Sunday shows – Trump-Pence division in the spotlight
by The Hill staff
Former Vice President Mike Pence rebuke of former President Trump for suggesting he had the ability to overturn the results of the 2020 election reverberated on Sunday, with multiple guests discussing the topic on the morning political shows.
The threat of a Russian invasion of Ukraine was also in the spotlight, in addition to the Olympics in Beijing.
Vice President Pence last week gave a more direct rebuke of former President Donald Trump’s election claims because the former president’s claims that Pence could have overturned the results “merited response,” Pence’s former chief of staff said Sunday.

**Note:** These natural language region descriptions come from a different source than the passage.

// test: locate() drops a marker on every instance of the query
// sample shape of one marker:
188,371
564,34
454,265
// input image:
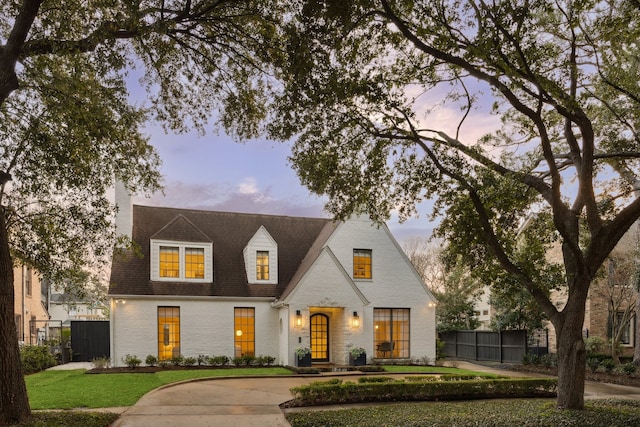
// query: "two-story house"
219,283
30,314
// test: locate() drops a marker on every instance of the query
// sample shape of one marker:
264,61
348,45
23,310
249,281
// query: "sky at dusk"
213,172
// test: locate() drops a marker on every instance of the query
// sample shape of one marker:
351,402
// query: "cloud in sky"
246,197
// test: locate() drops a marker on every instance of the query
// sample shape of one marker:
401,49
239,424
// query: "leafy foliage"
384,99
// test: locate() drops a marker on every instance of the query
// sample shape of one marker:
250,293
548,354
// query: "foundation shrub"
348,392
132,361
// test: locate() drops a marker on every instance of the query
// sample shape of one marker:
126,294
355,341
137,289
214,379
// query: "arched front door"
319,338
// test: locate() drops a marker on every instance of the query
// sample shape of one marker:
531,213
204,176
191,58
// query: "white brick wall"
207,324
206,327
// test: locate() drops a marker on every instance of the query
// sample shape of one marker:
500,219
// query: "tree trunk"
572,360
14,403
636,353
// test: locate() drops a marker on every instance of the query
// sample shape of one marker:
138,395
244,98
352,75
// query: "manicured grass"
75,389
481,413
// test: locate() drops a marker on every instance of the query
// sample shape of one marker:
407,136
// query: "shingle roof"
230,233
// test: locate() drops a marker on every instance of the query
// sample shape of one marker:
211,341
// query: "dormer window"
181,261
362,263
169,261
262,265
261,258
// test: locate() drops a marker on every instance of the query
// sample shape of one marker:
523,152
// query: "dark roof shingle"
230,233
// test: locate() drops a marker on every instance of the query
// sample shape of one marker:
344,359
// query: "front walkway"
249,402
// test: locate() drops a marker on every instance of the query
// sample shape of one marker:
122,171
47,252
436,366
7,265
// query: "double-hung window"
187,262
362,263
262,265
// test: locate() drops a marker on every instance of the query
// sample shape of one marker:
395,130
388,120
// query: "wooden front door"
319,338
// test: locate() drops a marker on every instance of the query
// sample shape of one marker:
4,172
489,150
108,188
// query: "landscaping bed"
424,388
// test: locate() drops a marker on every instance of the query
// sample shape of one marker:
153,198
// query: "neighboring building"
598,306
30,314
233,284
483,309
66,307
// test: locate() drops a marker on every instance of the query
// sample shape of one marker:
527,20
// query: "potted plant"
303,357
357,356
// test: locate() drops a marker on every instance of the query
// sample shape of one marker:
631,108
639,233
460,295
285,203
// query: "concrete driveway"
248,402
236,402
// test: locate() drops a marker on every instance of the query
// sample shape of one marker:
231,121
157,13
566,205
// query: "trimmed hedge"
391,391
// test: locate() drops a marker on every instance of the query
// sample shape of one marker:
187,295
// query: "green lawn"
75,389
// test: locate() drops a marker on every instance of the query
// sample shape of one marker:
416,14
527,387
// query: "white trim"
261,241
155,261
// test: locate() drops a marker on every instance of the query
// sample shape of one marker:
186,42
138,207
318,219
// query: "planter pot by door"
358,361
304,362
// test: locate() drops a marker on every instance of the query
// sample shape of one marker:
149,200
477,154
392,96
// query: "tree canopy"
365,80
71,124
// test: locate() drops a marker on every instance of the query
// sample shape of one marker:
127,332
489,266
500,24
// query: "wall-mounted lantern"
355,320
298,319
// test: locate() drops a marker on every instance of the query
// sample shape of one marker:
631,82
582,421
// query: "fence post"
475,343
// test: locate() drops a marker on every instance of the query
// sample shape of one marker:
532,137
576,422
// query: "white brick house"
217,283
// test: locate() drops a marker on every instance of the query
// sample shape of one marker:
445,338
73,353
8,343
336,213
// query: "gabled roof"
230,233
181,229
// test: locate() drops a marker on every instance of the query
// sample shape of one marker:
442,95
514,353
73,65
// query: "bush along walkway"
419,388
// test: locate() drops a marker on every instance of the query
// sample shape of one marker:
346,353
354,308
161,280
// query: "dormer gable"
181,229
181,252
261,258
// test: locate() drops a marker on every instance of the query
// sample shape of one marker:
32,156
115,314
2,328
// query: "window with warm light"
391,333
185,262
169,261
194,263
362,263
262,265
244,331
168,332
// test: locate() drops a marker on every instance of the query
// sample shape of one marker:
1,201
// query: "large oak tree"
69,125
364,76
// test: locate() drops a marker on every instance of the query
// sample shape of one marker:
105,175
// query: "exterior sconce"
355,320
298,319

Marc Short said on NBC’s “Meet the Press” that Pence had been “crystal clear from day one” that he lacked the authority to reject the election results on Jan. 6, 2021. And while Pence has said as much over the past year, it wasn’t until Friday that he explicitly said Trump was “wrong” to suggest otherwise.
Sen. Marco Rubio (R-Fla.) on Sunday said “vice presidents can’t simply decide not to certify an election,” breaking with former President Trump after he suggested that then-Vice President Mike Pence had the ability to overturn the results of the 2020 election.
Sen. Lisa Murkowski (R-Alaska) on Sunday said “it can be uncomfortable” to not align with her own political party during a discussion about the Republican National Committee’s (RNC) resolution characterizing the Capitol riot as “legitimate political discourse.”
“We are in the window, Any day now. Russia could take military action against Ukraine or it could be a couple of weeks from now or Russia could choose to take the diplomatic path instead,” national security advisor Jake Sullivan said.
Linda Thomas-Greenfield, the U.S. ambassador to the United Nations, on Sunday said the U.S. is “still working to discourage the Russians from making the wrong choice and choosing confrontation,” as concerns rise that Moscow is planning an incursion against Ukraine.
The U.S. ambassador to the United Nations on Sunday said China’s decision to have a Uyghur athlete help deliver the Olympic flame in the opening ceremony for the 2022 Winter Games was an effort “to distract us from the real issue at hand that Uyghur’s are being tortured.”